A strong candidate for this role possesses a blend of traditional software engineering discipline and modern AI/ML expertise.

  • Must-have skills – Proficiency in Python, deep experience with LLM frameworks (e.g., LangChain, LlamaIndex), strong SQL skills, and a solid understanding of cloud infrastructure (e.g., AWS, Azure).
  • Nice-to-have skills – Experience with multi-agent systems, knowledge of Kubernetes for model serving, and familiarity with financial industry compliance and security standards.
  • Experience level – Demonstrated success in deploying AI models to production environments, including handling edge cases and performance tuning.

8. Frequently Asked Questions

Q: How much time should I dedicate to preparing for the SQL portion? A: Do not underestimate this. Even if you work with LLMs daily, you should practice writing common SQL queries—joins, aggregations, and window functions—until you can articulate them clearly without an IDE.

Q: What is the most common reason candidates fail the technical round? A: Often, it is the inability to bridge the gap between high-level AI theory and low-level system design. Ensure you can explain how your RAG pipeline scales and how you secure the API that serves it.

Q: Is this role fully remote? A: Manulife operates with hybrid work models. Expect to collaborate with teams in person or via video, emphasizing the need for strong verbal communication skills when explaining your technical designs.

Q: How long does the hiring process typically take? A: While it varies, most candidates move through the process within a few weeks. Keep your availability open once you pass the initial screening to maintain momentum.

9. Other General Tips

  • Structure your answers – Use the STAR method (Situation, Task, Action, Result) for behavioral questions to keep your responses concise and impactful.
  • Focus on tradeoffs – In system design, there is rarely one "right" answer.
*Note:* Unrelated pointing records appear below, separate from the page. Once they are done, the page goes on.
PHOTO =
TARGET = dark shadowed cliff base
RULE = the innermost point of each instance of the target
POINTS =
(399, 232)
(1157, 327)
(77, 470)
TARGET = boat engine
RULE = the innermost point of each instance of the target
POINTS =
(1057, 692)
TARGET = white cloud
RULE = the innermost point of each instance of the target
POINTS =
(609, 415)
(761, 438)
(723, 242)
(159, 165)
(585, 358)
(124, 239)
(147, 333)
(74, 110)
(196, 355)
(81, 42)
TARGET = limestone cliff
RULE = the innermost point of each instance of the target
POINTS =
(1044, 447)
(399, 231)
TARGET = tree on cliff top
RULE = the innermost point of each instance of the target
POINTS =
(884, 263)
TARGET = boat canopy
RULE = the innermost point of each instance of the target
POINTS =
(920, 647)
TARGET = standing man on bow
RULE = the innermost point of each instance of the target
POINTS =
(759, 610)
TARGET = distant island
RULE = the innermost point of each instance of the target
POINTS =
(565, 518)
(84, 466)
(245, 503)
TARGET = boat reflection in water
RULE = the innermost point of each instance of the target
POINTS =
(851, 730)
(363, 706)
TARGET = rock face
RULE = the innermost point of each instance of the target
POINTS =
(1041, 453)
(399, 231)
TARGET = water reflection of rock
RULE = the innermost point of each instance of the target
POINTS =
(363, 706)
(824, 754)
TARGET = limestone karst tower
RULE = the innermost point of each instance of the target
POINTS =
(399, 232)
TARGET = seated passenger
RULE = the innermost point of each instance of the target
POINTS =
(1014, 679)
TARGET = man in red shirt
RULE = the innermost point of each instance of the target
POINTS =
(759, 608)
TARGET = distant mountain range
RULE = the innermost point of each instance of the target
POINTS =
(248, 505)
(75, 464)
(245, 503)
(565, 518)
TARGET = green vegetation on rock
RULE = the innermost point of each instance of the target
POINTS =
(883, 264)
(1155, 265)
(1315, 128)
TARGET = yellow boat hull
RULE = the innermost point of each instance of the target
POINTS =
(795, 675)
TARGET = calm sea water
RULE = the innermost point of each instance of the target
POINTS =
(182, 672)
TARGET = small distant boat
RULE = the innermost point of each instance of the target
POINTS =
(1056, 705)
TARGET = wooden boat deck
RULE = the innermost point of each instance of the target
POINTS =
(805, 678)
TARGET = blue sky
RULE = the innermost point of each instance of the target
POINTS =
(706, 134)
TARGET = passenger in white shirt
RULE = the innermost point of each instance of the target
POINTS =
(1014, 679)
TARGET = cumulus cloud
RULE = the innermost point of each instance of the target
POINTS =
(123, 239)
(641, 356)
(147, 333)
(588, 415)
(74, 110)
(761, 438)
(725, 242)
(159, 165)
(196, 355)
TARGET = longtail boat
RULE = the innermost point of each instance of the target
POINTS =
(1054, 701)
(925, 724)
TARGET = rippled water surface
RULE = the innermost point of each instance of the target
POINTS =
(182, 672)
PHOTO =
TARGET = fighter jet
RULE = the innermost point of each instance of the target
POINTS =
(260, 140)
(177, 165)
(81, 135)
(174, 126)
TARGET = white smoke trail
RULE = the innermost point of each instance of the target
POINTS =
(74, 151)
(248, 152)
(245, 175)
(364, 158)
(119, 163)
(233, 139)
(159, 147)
Always explain the pros and cons of your chosen architecture (e.g., cost vs. latency, accuracy vs. speed).
  • Be ready for "why" – For every technology you mention on your resume, be prepared to explain why it was the right choice for that specific project.
  • Prioritize security – Given the financial sector's sensitivity, always mention data privacy and security best practices when discussing your system designs.

10. Summary & Next Steps

The AI Engineer role at Manulife is an exceptional opportunity to influence the future of financial services through cutting-edge technology. Success in this loop requires a disciplined preparation strategy that balances your Generative AI expertise with core engineering fundamentals like SQL and system design. By focusing on how your models interact with real-world infrastructure, you will demonstrate the maturity and technical depth the team is looking for.

You can explore additional interview insights, practice questions, and preparation resources on Dataford. We encourage you to approach your interview with confidence, knowing that your ability to think critically about system architecture and user impact is exactly what Manulife values.

The compensation data provided above reflects typical market ranges for this role. Candidates should interpret these figures as a starting point, considering that total compensation often includes base salary, performance bonuses, and benefits, with variations based on your specific level of experience and location.

16 · FAQ

Manulife AI Engineer interview FAQ

Answered from real candidate and compensation data
How many rounds is the Manulife AI Engineer interview process?
Candidates report 4 stages: HR Screening, Technical Panel, Coding Assessment, and ML Architecture Discussion. The interview process section above breaks down what each stage covers.
What topics come up in the Manulife AI Engineer interview?
Manulife AI Engineer interviews most often cover SQL, Retrieval-Augmented Generation (RAG), SQL Query Writing, Naive RAG, and Agentic RAG, based on topics extracted from real candidate reports.
What questions does Manulife ask AI Engineer candidates?
Recent candidates report questions like "Improve Loan Default Prediction Features" and "Implement Binary Search Algorithm". The question bank above tracks 20 questions for this role, ranked by how often they come up in Manulife interviews.